49. There are lots of controversies about international adoption and lgb families. It's a hard issue, thinking about how homophobia may play out in other places. We chose a process that allowed us to be truthful throughout the process, although it also involved a fair number of 'don't ask, don't tell' situations. Was this respectful? arguably. Was it ethical? arguably. Was this the sum total of our respect and ethics? No way. Throughout the adoption process I've seen other parents dissing the food, culture, legal systems, birth parents, orphanages and every other aspect of other countries (including our own). We wrote entirely truthful statements in response to all legal requirements, and we travelled in CG's birth country with an open and admiring attitude (along with awareness of the political and social difficulties and limitations in her home country). We were curious and respectful travellers and we are absolutely committed to fostering a curious, fond, and respectful connection between CG and her home country.
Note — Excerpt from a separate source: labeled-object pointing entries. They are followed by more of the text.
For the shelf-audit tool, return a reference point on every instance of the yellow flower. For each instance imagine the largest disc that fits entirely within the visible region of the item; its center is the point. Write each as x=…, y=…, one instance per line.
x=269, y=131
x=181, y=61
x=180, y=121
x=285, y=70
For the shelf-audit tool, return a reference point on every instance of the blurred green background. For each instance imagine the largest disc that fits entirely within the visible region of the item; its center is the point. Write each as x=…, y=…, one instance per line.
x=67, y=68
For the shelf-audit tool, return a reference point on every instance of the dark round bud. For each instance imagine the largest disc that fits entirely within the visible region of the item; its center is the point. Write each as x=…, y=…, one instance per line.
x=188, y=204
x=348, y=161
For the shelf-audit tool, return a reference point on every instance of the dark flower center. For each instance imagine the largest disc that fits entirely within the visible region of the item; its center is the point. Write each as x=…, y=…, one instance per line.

We are all flawed people--people there, people here--and on the whole, we did our best.

50. I should have divided up my 9 facts above so that I had something left over for #50!

5 comments:

Anonymous said...

Thank you for your perspective. I realize that I very clearly was carrying some prejudice and baggage regarding international adoption: I would have been one of those who said "CG is a lucky girl" - for cultural and economic reasons, I think. It's hard to utterly parse what I would have meant by that, now that it's been pointed out to me.

This, even though I know someone whose birth mother (a 17 year old native girl) was told that her child had died. That child (my friend), was adopted into a white home of privilege: but although she's been economically lucky in some sense, I also know the work she does in order to bridge the cultures. And, of course, the sense of dislocation when she learned her birth mother's story.

I remember my mom getting angry at a sponsor-this-third-world-child commercial (I don't remember whom). A well fed white man was standing in a family's tin constructed shack, and the white man went on about the horrible conditions and how awful this was. My mom got angry because she saw that woman, that mom, having her blood sweat and tears work so utterly disparaged. Not that my mom thinks that those with more shouldn't try to share: but not from a place of utterly scorning what exists. I sometimes forget this lesson.

Anonymous said...

Which is all to say that CG IS a lucky girl, but it's because she has parents who think and feel their way so much through their parenting decisions and are open to explaining their decisions....
;)
So you still get the compliment!

Anonymous said...

thanks for your perspective.

susan said...

That's some story, Arwen. The deceit and pain that's wrapped up in some relinquishment/abandonment/child stealing stories is almost too much for me to contemplate.

The issue of being respectful of other cultures, other situations, is really tricky. It's irresponsible not to make judgements of some sort about the world, and I don't want to romanticize elements of CG's background. At the same time, I don't want to paint them all with the worst-case scenario (although generally speaking, I am assuming that people relinquish their parental rights only b/c there are problems in their economic, social, familial, pychological set up). So I need to balance it all, too.

Anonymous said...

I still think that orphans are in orpahanges. Isn't it sad that the mothers have to leave their children there because they are poor. I hate international adoption because the way it is set up for most of them there is no contact between the mothers and their children. It seems very backward to do it that way, have closed adoptions I mean. Fancy being devestated because the mother visited, I would track her down and see if i could sponsor her and her child and then adopt a real orphan. So much needs to be made better with adoption, it's still set up in a way that is so disrespectful and disregarding of the natural mother and family. Not saying you are just the way it's set up needs enourmous changes.